Released new in 2016, the 2nd generation Chevrolet Cruze looks set to follow in the mainstream footsteps of the first model in becoming a huge success – the Cruze is after all Chevrolet’s biggest seller worldwide, selling 3.5-million units since 2008. Available in two body styles – hatch and sedan – with massively revised styling and a fresh interior, the Cruze has now transitioned up-market. In lieu of Volkswagen’s recent fall from grace over diesel emissions, Chevrolet’s bold decision to offer the Cruze with a diesel engine could be either a big mistake, or a defining moment in the future success of the model.
Unlike the previous generation, this time the Chevrolet Cruze has an interior that looks designed and well thought through. The simplistic dash layout looks appealing and features all controls within appropriate reach. Even the cheapest models get a full mobile connectivity infotainment suite with the 7.0-inch MyLink setup. Although it looks great, some materials feel sub-standard; as if built to look good above all else, but feeling plastic and cheap when actually touched. Volkswagen and Mazda’s interior lay waste to the Cruze in premium feel.
There is space to seat 5 – though rear leg and head room is a little tight compared to others in segment. The seats themselves are comfortable to the point that road trips don’t leave occupants feeling fatigued. In the way of space, the sedan gets a trunk capacity of 14.8 cubic feet, with the hatchback improving on that at 18.5 cu ft. Drop the rear seats of the hatch, and that figure swells to 47.2.
On 16-inch alloy wheels and Goodyear Assurance tires, the ride is relatively accommodating of ruts and bumps in the road. Optional 17-inch wheels firm the ride up a little, but even then this still has one of the best rides in its class. There’s a sense of connection between the chassis and the road regardless of how bumpy it gets, though the shocks feel a little stiff over rapidly changing roads and the ride can get a little choppy at times.
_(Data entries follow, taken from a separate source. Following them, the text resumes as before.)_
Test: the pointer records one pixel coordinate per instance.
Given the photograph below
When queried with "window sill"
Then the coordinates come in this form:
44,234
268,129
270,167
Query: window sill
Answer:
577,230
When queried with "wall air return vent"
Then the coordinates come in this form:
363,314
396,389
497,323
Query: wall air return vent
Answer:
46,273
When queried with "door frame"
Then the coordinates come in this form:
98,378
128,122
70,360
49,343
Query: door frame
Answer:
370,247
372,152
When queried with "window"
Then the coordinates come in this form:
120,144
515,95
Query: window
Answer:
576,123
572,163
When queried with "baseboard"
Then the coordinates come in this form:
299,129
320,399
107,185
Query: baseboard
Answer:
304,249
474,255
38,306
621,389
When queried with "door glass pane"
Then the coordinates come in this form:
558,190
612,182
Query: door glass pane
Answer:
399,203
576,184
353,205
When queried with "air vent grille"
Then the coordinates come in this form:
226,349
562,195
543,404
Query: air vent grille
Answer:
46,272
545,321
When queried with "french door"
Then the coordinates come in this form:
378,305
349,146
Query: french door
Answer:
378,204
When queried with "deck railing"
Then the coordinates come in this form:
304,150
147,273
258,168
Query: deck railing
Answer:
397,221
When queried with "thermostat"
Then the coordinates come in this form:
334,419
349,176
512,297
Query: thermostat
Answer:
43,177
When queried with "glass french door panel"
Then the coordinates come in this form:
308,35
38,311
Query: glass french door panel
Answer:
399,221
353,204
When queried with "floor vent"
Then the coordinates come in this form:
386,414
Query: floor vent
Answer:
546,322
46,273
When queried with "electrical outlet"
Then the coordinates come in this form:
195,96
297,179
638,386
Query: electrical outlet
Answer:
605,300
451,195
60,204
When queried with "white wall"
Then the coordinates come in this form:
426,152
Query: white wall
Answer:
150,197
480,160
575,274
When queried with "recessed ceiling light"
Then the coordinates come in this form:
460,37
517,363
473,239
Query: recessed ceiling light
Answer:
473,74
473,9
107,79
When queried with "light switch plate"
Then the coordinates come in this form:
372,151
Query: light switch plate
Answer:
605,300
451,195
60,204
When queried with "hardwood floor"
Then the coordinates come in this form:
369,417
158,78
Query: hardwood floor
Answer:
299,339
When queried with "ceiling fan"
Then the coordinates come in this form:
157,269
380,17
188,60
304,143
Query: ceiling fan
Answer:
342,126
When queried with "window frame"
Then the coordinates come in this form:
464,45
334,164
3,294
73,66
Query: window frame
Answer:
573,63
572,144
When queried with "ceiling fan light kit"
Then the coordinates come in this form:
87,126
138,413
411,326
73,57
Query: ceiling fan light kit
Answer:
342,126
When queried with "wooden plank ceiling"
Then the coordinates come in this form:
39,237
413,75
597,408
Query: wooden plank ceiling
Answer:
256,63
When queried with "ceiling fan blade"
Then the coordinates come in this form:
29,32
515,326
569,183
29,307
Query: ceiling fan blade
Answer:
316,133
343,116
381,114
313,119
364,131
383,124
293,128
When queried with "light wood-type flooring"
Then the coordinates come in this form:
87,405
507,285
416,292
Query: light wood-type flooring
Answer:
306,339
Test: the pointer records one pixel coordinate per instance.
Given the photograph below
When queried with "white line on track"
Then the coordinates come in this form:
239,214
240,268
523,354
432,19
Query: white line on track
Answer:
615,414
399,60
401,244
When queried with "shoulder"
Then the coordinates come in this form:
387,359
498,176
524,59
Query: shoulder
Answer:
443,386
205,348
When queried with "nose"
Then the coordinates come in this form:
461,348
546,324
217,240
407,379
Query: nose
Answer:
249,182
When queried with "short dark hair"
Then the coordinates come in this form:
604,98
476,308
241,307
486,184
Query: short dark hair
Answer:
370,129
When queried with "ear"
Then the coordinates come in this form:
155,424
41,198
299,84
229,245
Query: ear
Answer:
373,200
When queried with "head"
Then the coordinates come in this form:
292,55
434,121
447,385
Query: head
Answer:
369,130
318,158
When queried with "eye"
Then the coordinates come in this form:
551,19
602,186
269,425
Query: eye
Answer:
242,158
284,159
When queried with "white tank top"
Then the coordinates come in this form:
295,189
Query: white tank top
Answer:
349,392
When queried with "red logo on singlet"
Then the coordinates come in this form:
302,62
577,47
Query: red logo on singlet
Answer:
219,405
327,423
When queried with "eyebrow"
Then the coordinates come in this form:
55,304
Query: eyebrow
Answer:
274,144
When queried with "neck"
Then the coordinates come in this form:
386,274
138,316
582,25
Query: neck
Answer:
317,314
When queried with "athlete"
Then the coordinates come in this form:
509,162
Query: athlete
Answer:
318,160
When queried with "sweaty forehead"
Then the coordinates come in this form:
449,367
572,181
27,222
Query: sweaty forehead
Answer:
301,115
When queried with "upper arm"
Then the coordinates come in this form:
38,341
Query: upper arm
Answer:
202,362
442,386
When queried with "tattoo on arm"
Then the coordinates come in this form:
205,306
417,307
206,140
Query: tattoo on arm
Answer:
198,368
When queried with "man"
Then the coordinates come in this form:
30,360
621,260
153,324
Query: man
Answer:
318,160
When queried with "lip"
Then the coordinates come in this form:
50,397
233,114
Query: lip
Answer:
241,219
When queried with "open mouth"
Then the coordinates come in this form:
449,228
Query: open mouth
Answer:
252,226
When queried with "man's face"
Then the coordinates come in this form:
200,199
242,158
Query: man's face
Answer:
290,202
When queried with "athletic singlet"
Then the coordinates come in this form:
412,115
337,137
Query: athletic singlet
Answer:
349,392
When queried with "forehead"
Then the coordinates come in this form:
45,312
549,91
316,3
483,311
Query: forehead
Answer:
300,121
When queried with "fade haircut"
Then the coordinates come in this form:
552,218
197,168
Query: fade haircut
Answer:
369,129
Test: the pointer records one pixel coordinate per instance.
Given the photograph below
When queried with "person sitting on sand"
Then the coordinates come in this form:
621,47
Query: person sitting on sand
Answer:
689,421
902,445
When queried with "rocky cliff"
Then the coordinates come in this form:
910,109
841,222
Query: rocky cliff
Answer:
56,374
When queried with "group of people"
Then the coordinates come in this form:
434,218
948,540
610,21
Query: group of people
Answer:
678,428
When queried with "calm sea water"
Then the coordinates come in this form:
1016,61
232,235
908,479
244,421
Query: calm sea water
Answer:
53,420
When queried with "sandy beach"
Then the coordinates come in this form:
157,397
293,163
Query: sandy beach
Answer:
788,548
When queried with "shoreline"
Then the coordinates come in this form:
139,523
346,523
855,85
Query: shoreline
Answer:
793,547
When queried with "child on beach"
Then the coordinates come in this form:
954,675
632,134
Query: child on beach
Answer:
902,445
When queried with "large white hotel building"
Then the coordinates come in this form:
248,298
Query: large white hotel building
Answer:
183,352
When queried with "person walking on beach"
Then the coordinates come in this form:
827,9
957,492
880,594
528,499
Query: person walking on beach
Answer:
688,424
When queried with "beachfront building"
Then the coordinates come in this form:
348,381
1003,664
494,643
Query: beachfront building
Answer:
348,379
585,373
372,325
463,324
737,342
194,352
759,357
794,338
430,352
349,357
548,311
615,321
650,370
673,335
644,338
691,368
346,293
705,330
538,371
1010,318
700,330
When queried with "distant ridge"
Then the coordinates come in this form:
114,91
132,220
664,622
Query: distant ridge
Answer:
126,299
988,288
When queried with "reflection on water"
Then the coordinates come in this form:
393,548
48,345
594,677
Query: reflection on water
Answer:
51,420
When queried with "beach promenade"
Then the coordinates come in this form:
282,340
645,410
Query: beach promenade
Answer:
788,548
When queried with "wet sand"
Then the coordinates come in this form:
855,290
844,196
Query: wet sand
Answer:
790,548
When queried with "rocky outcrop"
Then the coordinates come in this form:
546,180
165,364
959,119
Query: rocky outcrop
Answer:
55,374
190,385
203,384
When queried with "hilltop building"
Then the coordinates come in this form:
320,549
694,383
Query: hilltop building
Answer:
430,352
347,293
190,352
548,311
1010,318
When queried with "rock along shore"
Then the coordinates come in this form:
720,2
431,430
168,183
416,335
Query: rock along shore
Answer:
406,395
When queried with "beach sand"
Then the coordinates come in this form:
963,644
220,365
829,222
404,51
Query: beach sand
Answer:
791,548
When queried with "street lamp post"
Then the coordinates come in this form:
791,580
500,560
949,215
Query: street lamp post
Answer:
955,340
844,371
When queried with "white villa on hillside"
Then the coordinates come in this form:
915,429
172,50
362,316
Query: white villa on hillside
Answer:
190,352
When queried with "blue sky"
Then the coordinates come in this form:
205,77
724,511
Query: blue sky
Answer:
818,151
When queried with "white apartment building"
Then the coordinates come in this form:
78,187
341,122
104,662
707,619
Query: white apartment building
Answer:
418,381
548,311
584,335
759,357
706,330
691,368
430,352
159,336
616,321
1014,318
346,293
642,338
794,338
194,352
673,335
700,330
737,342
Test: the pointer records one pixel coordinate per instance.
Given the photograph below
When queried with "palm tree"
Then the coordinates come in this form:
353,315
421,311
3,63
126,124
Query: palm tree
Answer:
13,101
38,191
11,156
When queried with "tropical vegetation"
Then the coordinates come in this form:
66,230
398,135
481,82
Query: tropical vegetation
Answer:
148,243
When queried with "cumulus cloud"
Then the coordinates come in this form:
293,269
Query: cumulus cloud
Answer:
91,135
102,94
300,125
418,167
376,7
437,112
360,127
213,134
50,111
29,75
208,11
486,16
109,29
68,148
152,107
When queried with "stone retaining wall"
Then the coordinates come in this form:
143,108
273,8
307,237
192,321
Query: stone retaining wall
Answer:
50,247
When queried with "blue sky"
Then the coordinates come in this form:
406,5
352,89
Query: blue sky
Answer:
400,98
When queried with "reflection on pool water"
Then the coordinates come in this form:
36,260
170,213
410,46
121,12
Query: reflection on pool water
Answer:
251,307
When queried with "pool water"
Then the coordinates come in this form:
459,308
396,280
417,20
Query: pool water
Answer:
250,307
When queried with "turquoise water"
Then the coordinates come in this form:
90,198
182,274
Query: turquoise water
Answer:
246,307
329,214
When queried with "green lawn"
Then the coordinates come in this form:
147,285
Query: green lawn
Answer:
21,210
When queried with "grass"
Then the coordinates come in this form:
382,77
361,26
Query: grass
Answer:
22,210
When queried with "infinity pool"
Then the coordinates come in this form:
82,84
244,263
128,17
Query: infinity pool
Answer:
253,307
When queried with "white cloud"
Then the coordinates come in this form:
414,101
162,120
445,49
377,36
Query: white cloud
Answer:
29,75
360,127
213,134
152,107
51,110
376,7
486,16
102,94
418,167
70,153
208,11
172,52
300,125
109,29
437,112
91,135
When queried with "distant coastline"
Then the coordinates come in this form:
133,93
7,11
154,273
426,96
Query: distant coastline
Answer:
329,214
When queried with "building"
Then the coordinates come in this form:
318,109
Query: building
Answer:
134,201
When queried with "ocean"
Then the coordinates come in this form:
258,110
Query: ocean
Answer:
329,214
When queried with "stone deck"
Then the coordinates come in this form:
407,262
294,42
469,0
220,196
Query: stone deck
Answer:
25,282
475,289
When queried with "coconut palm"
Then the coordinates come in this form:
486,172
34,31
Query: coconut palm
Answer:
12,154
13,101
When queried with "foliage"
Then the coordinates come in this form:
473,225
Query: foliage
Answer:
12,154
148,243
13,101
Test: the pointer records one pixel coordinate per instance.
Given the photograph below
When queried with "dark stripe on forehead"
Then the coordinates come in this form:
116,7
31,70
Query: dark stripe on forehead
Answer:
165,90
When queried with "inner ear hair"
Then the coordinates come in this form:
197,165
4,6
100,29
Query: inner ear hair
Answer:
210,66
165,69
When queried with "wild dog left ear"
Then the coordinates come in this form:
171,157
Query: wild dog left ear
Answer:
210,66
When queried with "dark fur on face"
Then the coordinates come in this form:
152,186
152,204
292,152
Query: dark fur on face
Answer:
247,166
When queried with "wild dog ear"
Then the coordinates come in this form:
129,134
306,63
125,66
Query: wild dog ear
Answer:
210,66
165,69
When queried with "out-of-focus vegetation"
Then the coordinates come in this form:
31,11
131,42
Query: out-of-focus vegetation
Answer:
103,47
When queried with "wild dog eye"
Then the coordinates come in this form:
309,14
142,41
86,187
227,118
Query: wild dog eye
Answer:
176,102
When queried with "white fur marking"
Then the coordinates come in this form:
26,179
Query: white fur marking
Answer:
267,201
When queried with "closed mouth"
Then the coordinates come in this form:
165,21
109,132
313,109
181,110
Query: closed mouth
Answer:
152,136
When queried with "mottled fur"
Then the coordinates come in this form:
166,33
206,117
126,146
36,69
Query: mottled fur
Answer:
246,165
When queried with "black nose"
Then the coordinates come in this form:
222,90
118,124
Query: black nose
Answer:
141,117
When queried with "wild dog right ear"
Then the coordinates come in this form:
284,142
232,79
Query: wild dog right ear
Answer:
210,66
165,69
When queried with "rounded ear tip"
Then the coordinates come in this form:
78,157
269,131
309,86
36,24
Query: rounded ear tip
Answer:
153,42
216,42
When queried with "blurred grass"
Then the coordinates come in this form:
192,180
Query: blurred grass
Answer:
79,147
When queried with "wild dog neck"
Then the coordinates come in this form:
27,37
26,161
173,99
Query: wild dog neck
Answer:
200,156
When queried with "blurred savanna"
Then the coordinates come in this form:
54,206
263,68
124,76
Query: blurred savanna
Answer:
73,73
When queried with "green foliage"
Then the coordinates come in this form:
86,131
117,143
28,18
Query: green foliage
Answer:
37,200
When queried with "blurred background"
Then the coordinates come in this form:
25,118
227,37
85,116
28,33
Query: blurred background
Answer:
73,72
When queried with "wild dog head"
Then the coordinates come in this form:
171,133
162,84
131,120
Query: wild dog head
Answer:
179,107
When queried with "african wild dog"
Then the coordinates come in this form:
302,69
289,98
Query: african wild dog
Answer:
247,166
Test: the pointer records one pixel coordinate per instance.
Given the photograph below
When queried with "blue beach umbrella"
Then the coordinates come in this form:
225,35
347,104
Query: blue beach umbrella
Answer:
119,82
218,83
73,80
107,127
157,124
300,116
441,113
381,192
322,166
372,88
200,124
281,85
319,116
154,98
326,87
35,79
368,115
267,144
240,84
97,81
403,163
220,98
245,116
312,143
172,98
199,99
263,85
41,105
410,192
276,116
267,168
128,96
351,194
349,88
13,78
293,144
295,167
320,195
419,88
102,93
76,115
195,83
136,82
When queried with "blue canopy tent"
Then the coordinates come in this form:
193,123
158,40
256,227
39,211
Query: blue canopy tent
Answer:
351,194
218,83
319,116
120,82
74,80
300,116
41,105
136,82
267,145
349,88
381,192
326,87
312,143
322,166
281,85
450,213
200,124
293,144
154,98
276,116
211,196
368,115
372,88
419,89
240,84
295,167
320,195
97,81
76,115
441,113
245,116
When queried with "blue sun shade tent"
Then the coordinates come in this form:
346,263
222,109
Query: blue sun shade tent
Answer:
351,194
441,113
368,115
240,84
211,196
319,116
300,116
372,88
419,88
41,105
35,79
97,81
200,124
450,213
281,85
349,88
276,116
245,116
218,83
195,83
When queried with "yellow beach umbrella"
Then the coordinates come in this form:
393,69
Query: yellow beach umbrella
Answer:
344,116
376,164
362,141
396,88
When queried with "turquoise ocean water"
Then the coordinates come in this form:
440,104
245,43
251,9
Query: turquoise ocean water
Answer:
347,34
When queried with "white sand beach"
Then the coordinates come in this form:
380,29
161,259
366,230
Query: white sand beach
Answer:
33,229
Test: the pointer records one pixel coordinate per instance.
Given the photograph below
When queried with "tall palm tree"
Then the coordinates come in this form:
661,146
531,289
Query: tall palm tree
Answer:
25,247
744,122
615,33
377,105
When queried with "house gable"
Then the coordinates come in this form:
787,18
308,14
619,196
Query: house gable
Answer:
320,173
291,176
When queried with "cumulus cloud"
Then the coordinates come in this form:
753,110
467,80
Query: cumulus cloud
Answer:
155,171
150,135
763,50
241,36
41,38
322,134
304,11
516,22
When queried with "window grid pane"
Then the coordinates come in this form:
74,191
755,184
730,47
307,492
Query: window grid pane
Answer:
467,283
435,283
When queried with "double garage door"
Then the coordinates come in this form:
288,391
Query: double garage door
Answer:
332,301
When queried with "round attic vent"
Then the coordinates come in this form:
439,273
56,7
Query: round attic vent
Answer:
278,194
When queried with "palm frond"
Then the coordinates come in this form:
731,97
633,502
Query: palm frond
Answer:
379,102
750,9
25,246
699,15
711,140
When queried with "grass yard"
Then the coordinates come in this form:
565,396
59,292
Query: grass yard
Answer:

Electronically power-assisted steering features – as is the norm – and is typically muted. Weighting on the wheel is very light but responses are quick and direct – trust in the front wheels’ mechanical grip, rather than driving by feel, and the Cruze performs admirably through a series of twists and turns. Push a little more and there’s an agile chassis with plenty grip, however any liveliness is quickly reeled in by an overly sharp stability control program.
The default engine choice is a 1.4-liter turbo gasoline motor with 153 horsepower and 177 lb-ft of torque. Drive goes to the front wheels through a standard 6-speed manual, with optional 6-speed automatic. Performance from the 1.4 is sub-par, tapering off before it ever really gets going, though the manual is fun. But there’s a more frugal, more torquey diesel option (sedan only) – a 1.6-liter turbo-diesel with 137hp and 240 lb-ft, which uses either a 6-speed manual or 9-speed auto to drive the front wheels, while delivering 52 MPG on the highway according to the EPA.
In lower trims, standard kit is pretty skimpy. Move up the trim levels though and you’ll eventually have access to an optional 9-speaker Bose audio system, climate control, keyless entry, power seat adjustment, cruise control, a rear view camera, and heated leather seats. 10 airbags are standard across the range, with ABS, and stability control. The optional Driver Confidence Package adds Rear Park Assist, Side Blind Zone Alert with Lane Change Alert, and Rear Cross-Traffic Alert. Forward collision warning, lane departure warning, and lane keep assist feature with the Driver Confidence II package. The Cruze achieved 5 stars in NHTSA crash tests.
With Volkswagen ditching diesel, the Cruze has stepped in to fill the void. The sedan offers a stylish package, frugal economy, and decent performance – but lacks on standard creature comforts without a few optional extras. The 1.4-turbo offers middle of the road performance, but comes in a hatchback.